Acquainted with the character of her husband, he
had committed a sort of pious fraud, in attaching
the condition of the endowment to his consent;
for, notwithstanding the becoming language of his
own rebuke, the promise, and all the other little
attendant circumstances of the night, it might be
questioned which felt the most surprise after the
draft was presented and duly honored, he who found
himself in possession, or he who found himself deprived,
of the sum of ten thousand pounds sterling.

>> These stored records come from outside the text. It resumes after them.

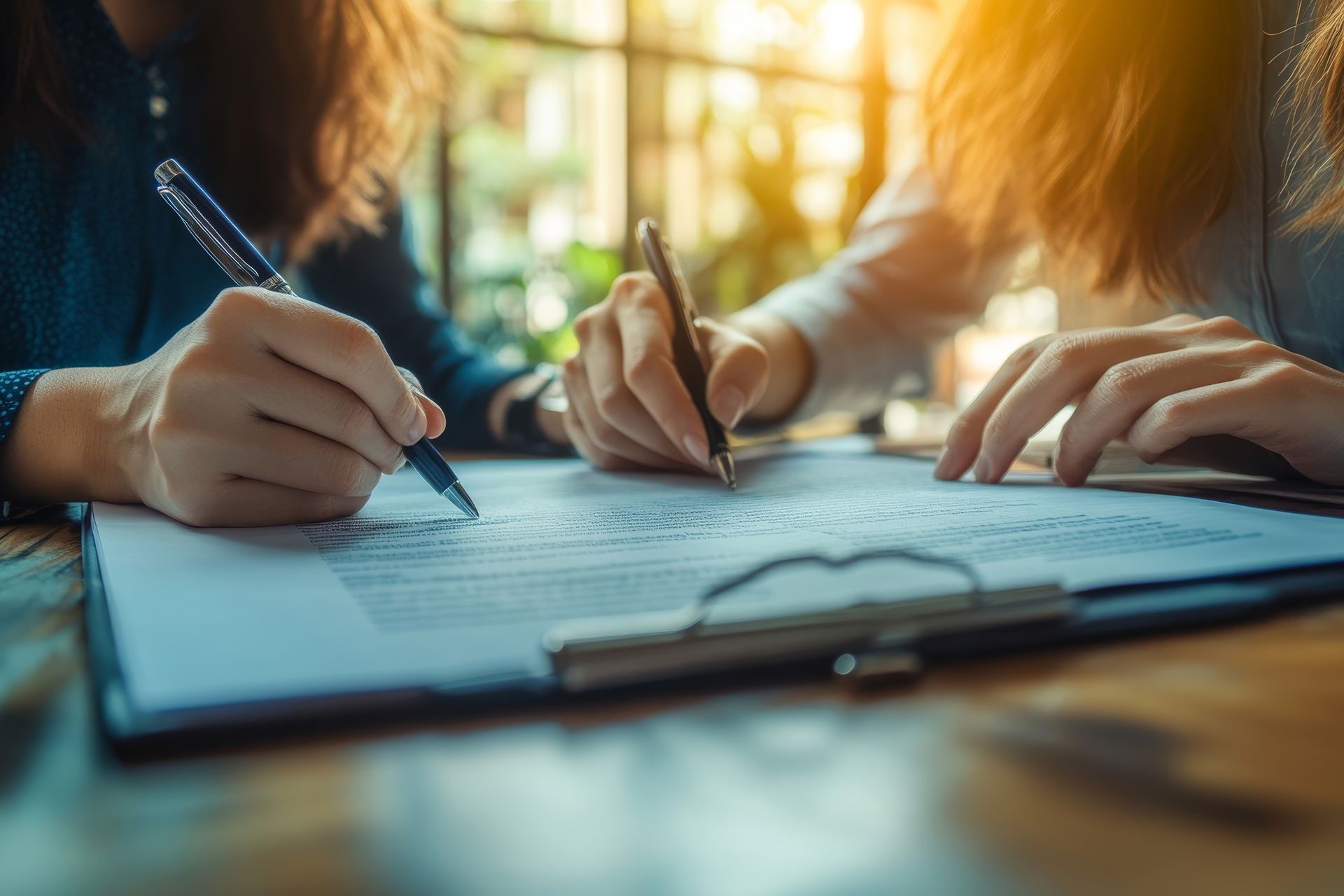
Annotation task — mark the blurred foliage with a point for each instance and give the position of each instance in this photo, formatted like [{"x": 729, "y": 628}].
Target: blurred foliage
[
  {"x": 777, "y": 242},
  {"x": 496, "y": 286}
]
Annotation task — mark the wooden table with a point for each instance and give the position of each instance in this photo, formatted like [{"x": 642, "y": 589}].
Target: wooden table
[{"x": 1208, "y": 762}]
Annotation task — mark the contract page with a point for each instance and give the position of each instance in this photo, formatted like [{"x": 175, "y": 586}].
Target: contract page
[{"x": 412, "y": 593}]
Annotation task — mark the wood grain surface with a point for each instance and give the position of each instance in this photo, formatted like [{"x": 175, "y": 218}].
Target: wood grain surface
[{"x": 1203, "y": 762}]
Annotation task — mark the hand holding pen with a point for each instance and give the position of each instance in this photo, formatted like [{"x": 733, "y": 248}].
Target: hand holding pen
[
  {"x": 655, "y": 384},
  {"x": 265, "y": 410}
]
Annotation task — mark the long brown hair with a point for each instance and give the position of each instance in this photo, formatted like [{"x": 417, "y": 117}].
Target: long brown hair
[
  {"x": 1108, "y": 130},
  {"x": 315, "y": 104}
]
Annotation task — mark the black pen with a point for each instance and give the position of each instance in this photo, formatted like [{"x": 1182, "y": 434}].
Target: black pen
[
  {"x": 227, "y": 245},
  {"x": 686, "y": 344}
]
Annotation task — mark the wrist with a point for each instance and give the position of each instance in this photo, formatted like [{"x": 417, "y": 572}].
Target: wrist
[
  {"x": 790, "y": 365},
  {"x": 64, "y": 444}
]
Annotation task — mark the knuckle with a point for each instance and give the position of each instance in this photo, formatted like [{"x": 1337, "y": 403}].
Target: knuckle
[
  {"x": 1225, "y": 326},
  {"x": 1063, "y": 352},
  {"x": 996, "y": 430},
  {"x": 1281, "y": 374},
  {"x": 585, "y": 324},
  {"x": 354, "y": 339},
  {"x": 1120, "y": 382},
  {"x": 606, "y": 438},
  {"x": 1031, "y": 351},
  {"x": 237, "y": 300},
  {"x": 643, "y": 371},
  {"x": 353, "y": 418},
  {"x": 752, "y": 356},
  {"x": 573, "y": 370},
  {"x": 331, "y": 507},
  {"x": 961, "y": 430},
  {"x": 347, "y": 475},
  {"x": 629, "y": 284},
  {"x": 610, "y": 399},
  {"x": 1256, "y": 352},
  {"x": 1170, "y": 413}
]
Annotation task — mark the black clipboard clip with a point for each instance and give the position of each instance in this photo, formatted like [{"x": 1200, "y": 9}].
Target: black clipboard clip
[{"x": 867, "y": 641}]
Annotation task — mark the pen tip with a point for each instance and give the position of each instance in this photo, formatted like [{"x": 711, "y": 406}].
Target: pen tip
[
  {"x": 723, "y": 465},
  {"x": 458, "y": 496}
]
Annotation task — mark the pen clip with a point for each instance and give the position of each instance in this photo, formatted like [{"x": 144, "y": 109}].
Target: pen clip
[{"x": 241, "y": 272}]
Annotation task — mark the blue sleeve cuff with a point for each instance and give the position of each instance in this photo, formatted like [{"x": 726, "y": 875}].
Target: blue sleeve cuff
[{"x": 14, "y": 387}]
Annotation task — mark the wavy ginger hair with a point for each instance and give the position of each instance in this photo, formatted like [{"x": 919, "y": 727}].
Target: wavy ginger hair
[
  {"x": 1108, "y": 130},
  {"x": 315, "y": 105}
]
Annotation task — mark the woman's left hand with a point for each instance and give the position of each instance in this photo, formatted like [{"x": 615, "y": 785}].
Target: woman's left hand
[{"x": 1156, "y": 386}]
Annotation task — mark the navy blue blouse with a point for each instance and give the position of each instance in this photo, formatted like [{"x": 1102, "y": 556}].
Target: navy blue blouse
[{"x": 97, "y": 270}]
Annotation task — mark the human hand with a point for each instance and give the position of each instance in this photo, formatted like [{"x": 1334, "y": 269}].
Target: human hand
[
  {"x": 1161, "y": 386},
  {"x": 268, "y": 409},
  {"x": 628, "y": 407}
]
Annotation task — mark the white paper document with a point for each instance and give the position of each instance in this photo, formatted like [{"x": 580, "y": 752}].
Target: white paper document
[{"x": 410, "y": 593}]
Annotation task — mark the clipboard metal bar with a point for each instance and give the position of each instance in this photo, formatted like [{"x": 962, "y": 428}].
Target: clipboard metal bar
[{"x": 600, "y": 654}]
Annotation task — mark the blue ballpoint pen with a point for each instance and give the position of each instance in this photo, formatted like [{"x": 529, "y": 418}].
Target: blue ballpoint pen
[{"x": 227, "y": 245}]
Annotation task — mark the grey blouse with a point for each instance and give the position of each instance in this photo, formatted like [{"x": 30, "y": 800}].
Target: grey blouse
[{"x": 906, "y": 280}]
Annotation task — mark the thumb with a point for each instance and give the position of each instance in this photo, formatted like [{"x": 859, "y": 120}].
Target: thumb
[
  {"x": 435, "y": 418},
  {"x": 738, "y": 371}
]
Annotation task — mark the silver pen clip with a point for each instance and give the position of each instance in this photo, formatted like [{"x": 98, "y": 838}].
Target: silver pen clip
[{"x": 209, "y": 238}]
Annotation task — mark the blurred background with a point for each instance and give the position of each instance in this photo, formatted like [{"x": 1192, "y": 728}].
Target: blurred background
[{"x": 753, "y": 131}]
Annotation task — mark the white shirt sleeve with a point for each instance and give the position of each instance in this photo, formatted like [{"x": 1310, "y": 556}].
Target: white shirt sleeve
[{"x": 872, "y": 315}]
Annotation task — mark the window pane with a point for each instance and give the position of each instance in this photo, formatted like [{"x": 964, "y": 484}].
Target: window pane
[
  {"x": 753, "y": 179},
  {"x": 585, "y": 20},
  {"x": 538, "y": 190},
  {"x": 815, "y": 36}
]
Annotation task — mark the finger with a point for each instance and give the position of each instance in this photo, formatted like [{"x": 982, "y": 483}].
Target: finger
[
  {"x": 589, "y": 451},
  {"x": 967, "y": 431},
  {"x": 600, "y": 431},
  {"x": 601, "y": 358},
  {"x": 1222, "y": 409},
  {"x": 436, "y": 422},
  {"x": 252, "y": 503},
  {"x": 435, "y": 418},
  {"x": 1174, "y": 321},
  {"x": 738, "y": 371},
  {"x": 337, "y": 347},
  {"x": 1069, "y": 365},
  {"x": 645, "y": 324},
  {"x": 300, "y": 398},
  {"x": 283, "y": 454},
  {"x": 1121, "y": 396}
]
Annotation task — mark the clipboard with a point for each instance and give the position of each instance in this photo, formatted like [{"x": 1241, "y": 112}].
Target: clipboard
[{"x": 134, "y": 734}]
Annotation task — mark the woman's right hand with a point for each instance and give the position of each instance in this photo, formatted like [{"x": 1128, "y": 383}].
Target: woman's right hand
[
  {"x": 265, "y": 410},
  {"x": 628, "y": 409}
]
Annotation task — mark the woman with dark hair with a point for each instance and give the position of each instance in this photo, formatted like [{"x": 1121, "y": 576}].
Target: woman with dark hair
[
  {"x": 125, "y": 374},
  {"x": 1190, "y": 150}
]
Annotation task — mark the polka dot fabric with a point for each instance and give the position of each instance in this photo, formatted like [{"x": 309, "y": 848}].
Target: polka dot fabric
[{"x": 14, "y": 386}]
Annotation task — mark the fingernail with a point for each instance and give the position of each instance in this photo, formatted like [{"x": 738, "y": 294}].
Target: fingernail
[
  {"x": 420, "y": 425},
  {"x": 940, "y": 469},
  {"x": 698, "y": 449},
  {"x": 733, "y": 405}
]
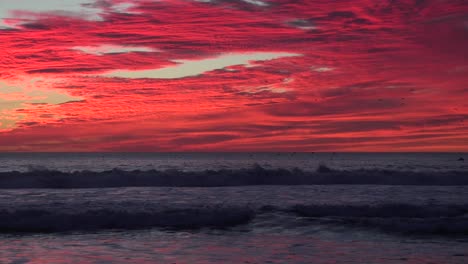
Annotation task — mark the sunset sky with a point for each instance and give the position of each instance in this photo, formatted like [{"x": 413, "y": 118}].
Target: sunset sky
[{"x": 233, "y": 75}]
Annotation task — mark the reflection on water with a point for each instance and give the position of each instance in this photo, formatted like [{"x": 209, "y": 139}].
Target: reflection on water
[{"x": 234, "y": 246}]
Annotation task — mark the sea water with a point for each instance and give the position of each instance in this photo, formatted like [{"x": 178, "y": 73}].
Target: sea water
[{"x": 423, "y": 220}]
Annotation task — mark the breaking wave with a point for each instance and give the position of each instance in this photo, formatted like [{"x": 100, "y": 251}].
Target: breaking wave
[
  {"x": 445, "y": 220},
  {"x": 257, "y": 175}
]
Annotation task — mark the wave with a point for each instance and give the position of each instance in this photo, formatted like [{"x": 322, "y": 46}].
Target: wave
[
  {"x": 257, "y": 175},
  {"x": 36, "y": 220},
  {"x": 446, "y": 220}
]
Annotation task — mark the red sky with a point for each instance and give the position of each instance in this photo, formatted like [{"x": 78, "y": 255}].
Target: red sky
[{"x": 316, "y": 75}]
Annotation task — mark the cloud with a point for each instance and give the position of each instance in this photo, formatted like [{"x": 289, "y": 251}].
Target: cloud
[
  {"x": 233, "y": 75},
  {"x": 186, "y": 68}
]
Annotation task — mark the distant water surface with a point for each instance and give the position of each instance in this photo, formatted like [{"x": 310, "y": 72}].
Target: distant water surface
[{"x": 202, "y": 161}]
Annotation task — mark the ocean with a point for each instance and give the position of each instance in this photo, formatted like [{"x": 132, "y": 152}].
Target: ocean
[{"x": 234, "y": 208}]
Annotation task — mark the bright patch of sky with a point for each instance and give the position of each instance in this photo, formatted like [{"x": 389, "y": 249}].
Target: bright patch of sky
[
  {"x": 186, "y": 68},
  {"x": 109, "y": 49},
  {"x": 256, "y": 2},
  {"x": 77, "y": 8},
  {"x": 321, "y": 69},
  {"x": 13, "y": 97}
]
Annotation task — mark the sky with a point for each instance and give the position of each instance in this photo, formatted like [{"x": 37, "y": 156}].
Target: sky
[{"x": 233, "y": 75}]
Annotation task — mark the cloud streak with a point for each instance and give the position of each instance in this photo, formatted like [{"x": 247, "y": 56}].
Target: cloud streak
[{"x": 277, "y": 75}]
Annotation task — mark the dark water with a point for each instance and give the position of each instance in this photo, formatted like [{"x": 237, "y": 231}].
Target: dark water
[{"x": 283, "y": 223}]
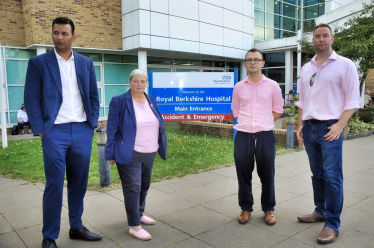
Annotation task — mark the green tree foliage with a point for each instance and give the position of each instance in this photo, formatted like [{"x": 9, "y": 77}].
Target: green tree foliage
[{"x": 354, "y": 40}]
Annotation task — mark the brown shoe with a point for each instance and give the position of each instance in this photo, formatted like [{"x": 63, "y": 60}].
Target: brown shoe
[
  {"x": 270, "y": 218},
  {"x": 244, "y": 217},
  {"x": 327, "y": 235},
  {"x": 310, "y": 218}
]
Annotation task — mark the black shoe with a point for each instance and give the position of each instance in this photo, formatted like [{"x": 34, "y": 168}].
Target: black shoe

Still, Dr. Etherington acted with the most scrupulous
integrity in the whole affair; and, although I
am aware, that a writer who has so many wonders
to relate, as must of necessity adorn the succeeding
pages of this manuscript, should observe a guarded
discretion in drawing on the credulity of his readers,
truth compels me to add, that every farthing
of the money was duly invested, with a single eye
to the wishes of the dying Christian, who, under
Providence, had been the means of bestowing so
much gold on the poor and unlettered. As to the
manner in which the charity was finally improved,
I shall say nothing, since no inquiry, on my part,
has ever enabled me to obtain such information as
would justify my speaking with authority.

As for myself, I shall have little more to add
touching the events of the succeeding twenty years.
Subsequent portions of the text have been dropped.